Casa de Campo

Casa de Campo is one of the wealthiest and most famous reservations in the Dominican Republic. It is listed among the world’s most fashionable resorts. Surprisingly, in 1917, the area looked completely different: it was fully covered with sugar cane plantations.

In 1967, the American businessman Charles Bluhdorn acquired the territories, but a few years later, sugar prices fell due to an economic crisis, and the business wasn’t profitable anymore.

Thus in 1975, Bluedorn decided to create a resort on the site of the former sugar plantation. That’s how Casa de Campo (Country House) was founded.

The reservation with luxury bungalows, golf courses, and a beautiful port quickly turned La Romana into one of the richest regions in the country.

Politicians, presidents, Hollywood stars, and other celebrities spend their holidays here. Unfortunately, it influences the prices. We noticed that even groceries in supermarkets are more expensive here than in the same shop in a neighbouring city.

Casa de Campo’s most famous landmark is a little village of Altos de Chavón, which is a kind of an open-air museum designed by the Hollywood architect Roberto Copa.

Altos de Chavón (City of Artists) is a replica of a 16th-century Spanish village. It’s a truly magnificent place with a unique atmosphere.

It was interesting to walk along the cobblestone streets studying medieval-style limestone houses.

Behind the massive wooden gates of most buildings you can find stylized restaurants, souvenir shops, craft stalls.

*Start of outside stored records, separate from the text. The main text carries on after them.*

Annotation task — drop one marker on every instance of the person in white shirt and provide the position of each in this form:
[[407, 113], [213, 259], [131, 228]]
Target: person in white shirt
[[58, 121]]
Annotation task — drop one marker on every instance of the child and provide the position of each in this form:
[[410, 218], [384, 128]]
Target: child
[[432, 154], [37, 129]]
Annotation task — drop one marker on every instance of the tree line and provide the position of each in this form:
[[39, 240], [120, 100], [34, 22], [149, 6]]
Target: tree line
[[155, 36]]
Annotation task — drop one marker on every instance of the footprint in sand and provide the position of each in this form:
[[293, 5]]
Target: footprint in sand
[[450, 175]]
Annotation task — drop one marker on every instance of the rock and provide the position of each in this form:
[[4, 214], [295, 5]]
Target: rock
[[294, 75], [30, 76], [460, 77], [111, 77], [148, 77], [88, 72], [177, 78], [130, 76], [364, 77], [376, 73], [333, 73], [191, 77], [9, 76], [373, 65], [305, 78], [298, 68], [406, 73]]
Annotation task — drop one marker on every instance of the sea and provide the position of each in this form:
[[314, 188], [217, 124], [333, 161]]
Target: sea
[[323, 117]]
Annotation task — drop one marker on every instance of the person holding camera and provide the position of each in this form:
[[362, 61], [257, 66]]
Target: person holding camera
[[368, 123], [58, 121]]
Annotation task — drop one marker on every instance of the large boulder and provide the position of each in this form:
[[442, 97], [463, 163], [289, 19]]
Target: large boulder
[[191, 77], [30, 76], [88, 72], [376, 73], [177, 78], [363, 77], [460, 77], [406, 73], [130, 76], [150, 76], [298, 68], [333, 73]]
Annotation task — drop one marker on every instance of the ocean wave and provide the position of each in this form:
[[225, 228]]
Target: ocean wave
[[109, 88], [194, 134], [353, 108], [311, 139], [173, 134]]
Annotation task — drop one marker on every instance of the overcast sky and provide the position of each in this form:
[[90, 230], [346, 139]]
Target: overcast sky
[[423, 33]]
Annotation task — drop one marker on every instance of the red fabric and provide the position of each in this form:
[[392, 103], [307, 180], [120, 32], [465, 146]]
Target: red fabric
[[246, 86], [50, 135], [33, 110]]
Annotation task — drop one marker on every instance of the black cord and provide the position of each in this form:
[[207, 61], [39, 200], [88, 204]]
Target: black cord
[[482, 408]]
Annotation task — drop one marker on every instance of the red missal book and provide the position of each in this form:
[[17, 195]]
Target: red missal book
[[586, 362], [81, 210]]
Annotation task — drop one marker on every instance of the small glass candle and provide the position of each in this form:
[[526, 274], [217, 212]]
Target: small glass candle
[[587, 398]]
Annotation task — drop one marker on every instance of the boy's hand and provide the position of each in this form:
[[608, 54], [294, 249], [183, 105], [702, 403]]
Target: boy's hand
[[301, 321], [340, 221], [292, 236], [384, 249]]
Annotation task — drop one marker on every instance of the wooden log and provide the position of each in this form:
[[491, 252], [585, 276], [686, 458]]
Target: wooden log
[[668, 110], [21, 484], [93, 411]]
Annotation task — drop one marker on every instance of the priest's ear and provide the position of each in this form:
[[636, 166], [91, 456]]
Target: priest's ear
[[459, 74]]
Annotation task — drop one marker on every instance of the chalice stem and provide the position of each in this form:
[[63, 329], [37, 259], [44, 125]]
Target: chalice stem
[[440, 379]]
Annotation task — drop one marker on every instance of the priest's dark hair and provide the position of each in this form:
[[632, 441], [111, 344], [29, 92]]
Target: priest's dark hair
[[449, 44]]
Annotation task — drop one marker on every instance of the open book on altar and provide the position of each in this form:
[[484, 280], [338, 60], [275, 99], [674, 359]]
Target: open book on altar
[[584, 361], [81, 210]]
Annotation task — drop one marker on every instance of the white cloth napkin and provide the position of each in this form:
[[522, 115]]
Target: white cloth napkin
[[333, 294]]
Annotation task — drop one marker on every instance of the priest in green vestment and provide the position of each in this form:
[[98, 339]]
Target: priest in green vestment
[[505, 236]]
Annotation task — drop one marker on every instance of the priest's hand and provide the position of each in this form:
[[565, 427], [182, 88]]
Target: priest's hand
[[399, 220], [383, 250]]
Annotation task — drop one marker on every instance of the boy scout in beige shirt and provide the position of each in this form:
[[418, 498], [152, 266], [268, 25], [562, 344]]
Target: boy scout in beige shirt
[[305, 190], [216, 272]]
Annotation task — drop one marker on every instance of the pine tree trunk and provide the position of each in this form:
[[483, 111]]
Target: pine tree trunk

By the way, there’s a school of design in the village, and local galleries regularly exhibit its students’ works.

In the centre of the city, there’s the St Stanislaus Church (the saint’s relics also rest here).

Since the village is located on a hill, an observation platform near the church offers a fantastic view of the Chavón River and the Caribbean Sea.

In 1979, the movie “Apocalypse Today” came out. It depicts the events of the Vietnam War, but the landscapes of the movie are by no means Vietnamese. Most of the scenes were filmed in the Philippines, and some in the Dominican Republic, on the Chavon River – the famous helicopter scene was shot here.

From the centre, you can walk through meandering streets to a large Greek-style amphitheatre built on a slope of the hill.

Although the buildings in Altos de Chavón were artificially made to look old, everything still looks very impressive. We had a great time walking there.

Restaurants and Local Cuisine

We came from Peru, the country considered a culinary capital of South America, so we didn’t expect the Dominican Republic to surprise us in any way. However, everything turned out to be worse than we had expected. Even expensive restaurants geared towards tourists offered very mediocre food.

Having missed ceviche, we even ordered it once, but we didn’t like it at all. There’s a rather limited choice of fish dishes in the Dominican Republic, and it sometimes seems that locals don’t know how to cook seafood correctly.

Disappointed with restaurants, we started to search for cafes geared towards locals. Prices at such eateries were much lower, but it was hard for us to find anything within our gastronomic preferences on the menu. The thing is, Dominicans are used to deep frying everything, so the food comes out too fatty. Locals’ favourite meat is chicken, which is usually offered as a main course at restaurants.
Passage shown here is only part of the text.